وَلَقَدْ كَرَّمْنَا بَن۪ٓى اٰدَمَ وَحَمَلْنَاهُمْ فِى الْبَرِّ وَالْبَحْرِ وَرَزَقْنَاهُمْ مِنَ الطَّيِّبَاتِ وَفَضَّلْنَاهُمْ عَلٰى كَث۪يرٍ مِمَّنْ خَلَقْنَا تَفْض۪يلاً﴿٠٧﴾

70. Andolsun, Âdemoğullarını (insanoğlunu) şerefli kıldık (eşrefi mahlukat). Onları karada ve denizde taşıdık; onlara temiz şeylerden rızk verdik ve onları yarattıklarımızdan birçoğunun üzerine gerçekten üstün kıldık.

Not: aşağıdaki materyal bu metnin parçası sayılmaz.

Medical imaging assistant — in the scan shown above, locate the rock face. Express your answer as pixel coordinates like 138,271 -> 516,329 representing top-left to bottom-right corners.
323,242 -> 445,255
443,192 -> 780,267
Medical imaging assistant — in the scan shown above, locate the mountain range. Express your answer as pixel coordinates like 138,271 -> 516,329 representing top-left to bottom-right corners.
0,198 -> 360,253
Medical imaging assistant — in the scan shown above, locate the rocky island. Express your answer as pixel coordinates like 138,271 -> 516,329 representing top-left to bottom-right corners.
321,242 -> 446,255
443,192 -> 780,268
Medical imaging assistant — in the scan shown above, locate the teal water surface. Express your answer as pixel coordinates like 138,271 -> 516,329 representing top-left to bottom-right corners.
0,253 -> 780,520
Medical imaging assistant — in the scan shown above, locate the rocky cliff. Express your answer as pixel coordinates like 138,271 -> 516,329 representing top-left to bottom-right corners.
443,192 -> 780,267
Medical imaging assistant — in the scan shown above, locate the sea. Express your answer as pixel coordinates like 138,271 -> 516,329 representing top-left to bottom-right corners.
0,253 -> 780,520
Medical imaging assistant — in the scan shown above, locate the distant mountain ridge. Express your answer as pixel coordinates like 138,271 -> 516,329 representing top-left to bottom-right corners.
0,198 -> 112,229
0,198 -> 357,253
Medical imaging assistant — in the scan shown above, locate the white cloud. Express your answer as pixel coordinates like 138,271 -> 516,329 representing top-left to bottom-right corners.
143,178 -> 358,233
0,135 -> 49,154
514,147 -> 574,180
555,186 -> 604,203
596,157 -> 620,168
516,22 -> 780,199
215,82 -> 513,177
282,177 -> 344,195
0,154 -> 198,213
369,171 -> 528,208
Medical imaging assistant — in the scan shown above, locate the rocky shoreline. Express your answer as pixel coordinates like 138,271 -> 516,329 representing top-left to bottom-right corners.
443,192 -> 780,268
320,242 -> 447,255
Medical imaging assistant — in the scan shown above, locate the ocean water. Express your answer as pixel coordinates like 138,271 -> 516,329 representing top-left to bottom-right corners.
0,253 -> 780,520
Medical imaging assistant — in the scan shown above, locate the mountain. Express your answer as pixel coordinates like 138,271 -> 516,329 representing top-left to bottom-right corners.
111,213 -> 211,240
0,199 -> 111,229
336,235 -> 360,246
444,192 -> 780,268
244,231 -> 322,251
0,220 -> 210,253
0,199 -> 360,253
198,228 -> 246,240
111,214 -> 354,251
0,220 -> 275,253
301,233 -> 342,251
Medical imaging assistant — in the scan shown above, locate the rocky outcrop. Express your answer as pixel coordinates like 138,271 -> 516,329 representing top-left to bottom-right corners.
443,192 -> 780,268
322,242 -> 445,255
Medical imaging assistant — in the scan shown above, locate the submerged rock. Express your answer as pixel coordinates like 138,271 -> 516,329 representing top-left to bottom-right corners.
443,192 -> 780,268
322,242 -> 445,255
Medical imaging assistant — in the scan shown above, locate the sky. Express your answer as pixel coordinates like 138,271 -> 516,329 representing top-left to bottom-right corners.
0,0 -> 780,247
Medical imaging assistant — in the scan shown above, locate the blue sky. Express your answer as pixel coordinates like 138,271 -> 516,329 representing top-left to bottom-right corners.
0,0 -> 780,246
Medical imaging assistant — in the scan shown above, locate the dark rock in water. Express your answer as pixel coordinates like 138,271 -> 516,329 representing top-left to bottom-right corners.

{“Cenâb-ı Hak; kemâl-i kudretiyle, nasıl birtek şeyden çok şeyleri yapıyor, çok vazifeleri gördürüyor, bir sayfada bin kitabı yazıyor. Öyle de; insanı, pek çok envâ’ yerinde bir nev’-i câmi halketmiş. Yâni, bütün envâ-ı hayvânâtın muhtelif derecâtı kadar, birtek nevi olan insan ile o vezâifi gördürmek irade etmiş ki, insanların kuvâlarına ve hissiyatlarına fıtraten bir had bırakmamış, fıtrî bir kayıt koymamış, serbest bırakmış. Sair hayvânâtın kuvâları ve hissiyatları mahduttur, fıtrî bir kayıt altındadır. Halbuki insanın her kuvâsı, hadsiz bir mesafede cevelân eder gibi, gayr-ı mütenâhi cânibine gider. Çünkü insan, Hâlık-ı Kâinatın esmâsının nihayetsiz tecellîlerine bir ayna olduğu için, kuvâlarına nihayetsiz bir istidat verilmiş. Meselâ insan, hırs ile, bütün dünya ona verilse

هَلْ مِنْ مَزِيدٍ

diyecek. Hem, hodgâmlığiyle, kendi menfaatine binler adamın zararını kabûl eder. Ve hâkezâ...” (M., Yirmi Altıncı Mektub, Dördüncü Mebhas, Üçüncü Mes’ele, s.331. Ayrıca bk. Ş., On Beşinci Şua, s.638)}


يَوْمَ نَدْعُوا كُلَّ اُنَاسٍ بِاِمَامِهِمْۚ فَمَنْ اُو۫تِىَ كِتَابَهُ بِيَم۪ينِه۪ فَاُو۬لٰٓئِكَ يَقْرَؤُ۫نَ كِتَابَهُمْ وَلَا يُظْلَمُونَ فَت۪يلاً﴿١٧﴾

71. Hatırla o günü ki, bütün insanları önderleri ile çağıracağız. Artık kime kitabı sağından verilirse, işte onlar, kitaplarını okurlar ve hurma çekirdeğinin ipliği kadar haksızlığa uğratılmazlar.

Yükleniyor...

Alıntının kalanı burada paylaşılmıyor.